Is Church Attendance Required?
While church attendance is usually not mandatory, some religious universities require "chapel credits," which students earn by participating in a minimum number of extracurricular activities. These could include church attendance, Bible study groups, volunteer work, or political action groups, and not all events count toward the credits. If you aren't religiously inclined, meeting chapel credit requirements could prove burdensome.
You can learn a lot about a university's culture from what student organizations it officially sanctions. Religious colleges rarely have a humanist or secular student alliance, so while it's a good thing to check, don't let the lack of one turn you off. However, if a school doesn't have approved organizations for LGBTQ+ students or students who practice other faiths, that's potentially a sign of a homogenous campus culture. Schools with pro-life student groups but not pro-choice groups also tend to be strict about religious practice.

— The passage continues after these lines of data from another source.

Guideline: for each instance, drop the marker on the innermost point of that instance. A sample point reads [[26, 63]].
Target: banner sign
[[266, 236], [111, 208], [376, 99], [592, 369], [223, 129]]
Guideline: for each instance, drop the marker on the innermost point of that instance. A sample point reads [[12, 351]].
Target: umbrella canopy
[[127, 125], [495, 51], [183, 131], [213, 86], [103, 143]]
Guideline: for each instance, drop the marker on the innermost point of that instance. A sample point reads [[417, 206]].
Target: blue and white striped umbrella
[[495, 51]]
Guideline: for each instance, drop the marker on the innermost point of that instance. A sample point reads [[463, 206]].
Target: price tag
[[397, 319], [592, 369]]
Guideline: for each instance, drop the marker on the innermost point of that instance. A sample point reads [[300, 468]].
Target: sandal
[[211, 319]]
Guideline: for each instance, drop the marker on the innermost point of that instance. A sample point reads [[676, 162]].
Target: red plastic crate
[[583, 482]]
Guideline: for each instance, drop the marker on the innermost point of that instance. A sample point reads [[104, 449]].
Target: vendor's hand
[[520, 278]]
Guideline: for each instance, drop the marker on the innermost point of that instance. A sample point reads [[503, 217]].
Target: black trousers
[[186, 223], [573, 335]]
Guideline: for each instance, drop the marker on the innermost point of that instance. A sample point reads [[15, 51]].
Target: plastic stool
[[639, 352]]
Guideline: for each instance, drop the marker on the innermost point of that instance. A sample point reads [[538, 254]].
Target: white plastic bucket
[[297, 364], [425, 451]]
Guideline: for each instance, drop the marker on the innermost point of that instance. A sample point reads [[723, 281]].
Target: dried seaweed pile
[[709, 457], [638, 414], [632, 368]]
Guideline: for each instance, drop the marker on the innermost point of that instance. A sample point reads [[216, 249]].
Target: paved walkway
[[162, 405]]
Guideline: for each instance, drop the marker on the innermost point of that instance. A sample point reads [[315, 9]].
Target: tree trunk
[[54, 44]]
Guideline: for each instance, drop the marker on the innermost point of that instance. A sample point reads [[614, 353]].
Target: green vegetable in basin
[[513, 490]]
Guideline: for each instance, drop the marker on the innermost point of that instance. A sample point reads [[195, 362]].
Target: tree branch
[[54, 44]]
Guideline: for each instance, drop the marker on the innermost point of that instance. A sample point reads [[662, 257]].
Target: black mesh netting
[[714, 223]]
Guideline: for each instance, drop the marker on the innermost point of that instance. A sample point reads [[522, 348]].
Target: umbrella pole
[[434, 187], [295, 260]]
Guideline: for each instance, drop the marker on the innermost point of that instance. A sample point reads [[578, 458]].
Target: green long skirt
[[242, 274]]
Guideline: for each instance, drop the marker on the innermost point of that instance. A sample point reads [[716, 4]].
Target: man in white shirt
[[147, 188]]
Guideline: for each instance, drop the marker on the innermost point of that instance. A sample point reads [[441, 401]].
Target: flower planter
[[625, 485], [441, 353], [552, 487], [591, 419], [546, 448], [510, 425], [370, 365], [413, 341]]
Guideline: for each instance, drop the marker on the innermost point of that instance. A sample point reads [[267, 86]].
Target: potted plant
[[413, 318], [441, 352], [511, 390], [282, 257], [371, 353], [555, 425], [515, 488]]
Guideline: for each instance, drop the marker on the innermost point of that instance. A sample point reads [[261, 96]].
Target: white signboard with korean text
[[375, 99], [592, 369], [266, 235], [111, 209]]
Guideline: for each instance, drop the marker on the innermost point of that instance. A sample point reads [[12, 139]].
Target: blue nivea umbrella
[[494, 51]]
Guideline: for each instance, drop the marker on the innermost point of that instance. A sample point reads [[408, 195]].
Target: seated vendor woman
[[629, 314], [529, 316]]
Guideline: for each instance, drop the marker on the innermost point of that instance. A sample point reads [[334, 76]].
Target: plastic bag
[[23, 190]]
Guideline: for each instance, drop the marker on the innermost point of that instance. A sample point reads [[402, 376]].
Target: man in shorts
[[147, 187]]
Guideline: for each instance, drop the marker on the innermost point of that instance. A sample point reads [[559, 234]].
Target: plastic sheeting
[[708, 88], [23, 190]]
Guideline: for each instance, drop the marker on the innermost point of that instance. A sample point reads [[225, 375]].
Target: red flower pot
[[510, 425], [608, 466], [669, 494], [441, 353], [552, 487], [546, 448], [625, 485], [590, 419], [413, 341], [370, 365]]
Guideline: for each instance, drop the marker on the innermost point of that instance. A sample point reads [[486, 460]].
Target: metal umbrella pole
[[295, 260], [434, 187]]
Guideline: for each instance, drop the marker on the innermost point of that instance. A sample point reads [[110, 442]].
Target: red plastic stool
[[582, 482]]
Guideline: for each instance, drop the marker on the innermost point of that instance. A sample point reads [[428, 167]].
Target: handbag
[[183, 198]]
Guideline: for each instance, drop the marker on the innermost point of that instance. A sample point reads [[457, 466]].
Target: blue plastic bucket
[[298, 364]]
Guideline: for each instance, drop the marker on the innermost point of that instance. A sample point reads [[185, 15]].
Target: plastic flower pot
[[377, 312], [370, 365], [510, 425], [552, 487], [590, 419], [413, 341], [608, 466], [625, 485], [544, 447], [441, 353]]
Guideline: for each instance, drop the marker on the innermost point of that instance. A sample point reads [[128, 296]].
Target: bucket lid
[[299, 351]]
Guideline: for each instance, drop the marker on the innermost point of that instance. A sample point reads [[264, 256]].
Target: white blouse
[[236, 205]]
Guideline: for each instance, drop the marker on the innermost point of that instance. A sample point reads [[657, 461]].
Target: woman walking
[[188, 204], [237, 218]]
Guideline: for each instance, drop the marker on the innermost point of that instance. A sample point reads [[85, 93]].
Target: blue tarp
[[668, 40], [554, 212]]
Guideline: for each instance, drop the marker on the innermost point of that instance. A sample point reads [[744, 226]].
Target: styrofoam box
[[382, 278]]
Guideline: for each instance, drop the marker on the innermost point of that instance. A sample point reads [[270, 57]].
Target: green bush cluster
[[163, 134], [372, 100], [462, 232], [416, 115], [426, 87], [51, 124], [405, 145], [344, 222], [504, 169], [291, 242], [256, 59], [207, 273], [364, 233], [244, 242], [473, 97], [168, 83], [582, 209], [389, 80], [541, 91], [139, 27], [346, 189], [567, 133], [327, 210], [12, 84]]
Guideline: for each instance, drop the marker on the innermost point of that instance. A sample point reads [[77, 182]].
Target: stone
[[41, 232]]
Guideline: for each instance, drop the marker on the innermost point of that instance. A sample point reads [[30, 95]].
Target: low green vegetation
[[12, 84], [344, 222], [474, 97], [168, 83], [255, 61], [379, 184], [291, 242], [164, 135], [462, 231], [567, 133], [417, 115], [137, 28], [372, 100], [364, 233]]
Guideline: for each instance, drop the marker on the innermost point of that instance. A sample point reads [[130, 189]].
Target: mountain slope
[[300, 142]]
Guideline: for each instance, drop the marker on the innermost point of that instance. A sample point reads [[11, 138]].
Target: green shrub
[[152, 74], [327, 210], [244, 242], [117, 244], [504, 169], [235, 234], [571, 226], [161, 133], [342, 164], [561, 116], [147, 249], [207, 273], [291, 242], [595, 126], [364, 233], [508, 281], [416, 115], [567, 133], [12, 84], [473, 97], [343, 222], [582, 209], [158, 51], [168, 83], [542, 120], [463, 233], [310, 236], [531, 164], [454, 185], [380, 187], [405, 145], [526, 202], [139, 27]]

A quick way to get a sense for a particular school's culture is to peruse the student paper's opinion section. There, you can see what topics are being discussed on campus and learn more about what the student body values. If there are a lot of diverse opinions expressed from a variety of viewpoints, you can probably find a place at that school. If it seems like most articles cover the finer points of faith-related culture, you might feel out of place as a student with secular values.
While popular culture would have you believe that a secular student has no place at a religious school, the reality is that many religiously affiliated colleges are just as open to varied perspectives as public or secular private schools. Keep in mind that there is a lot of variation from campus to campus, even between schools that are affiliated with the same faith. Do your research ahead of time to understand what you are signing up for and you will find a school that suits you.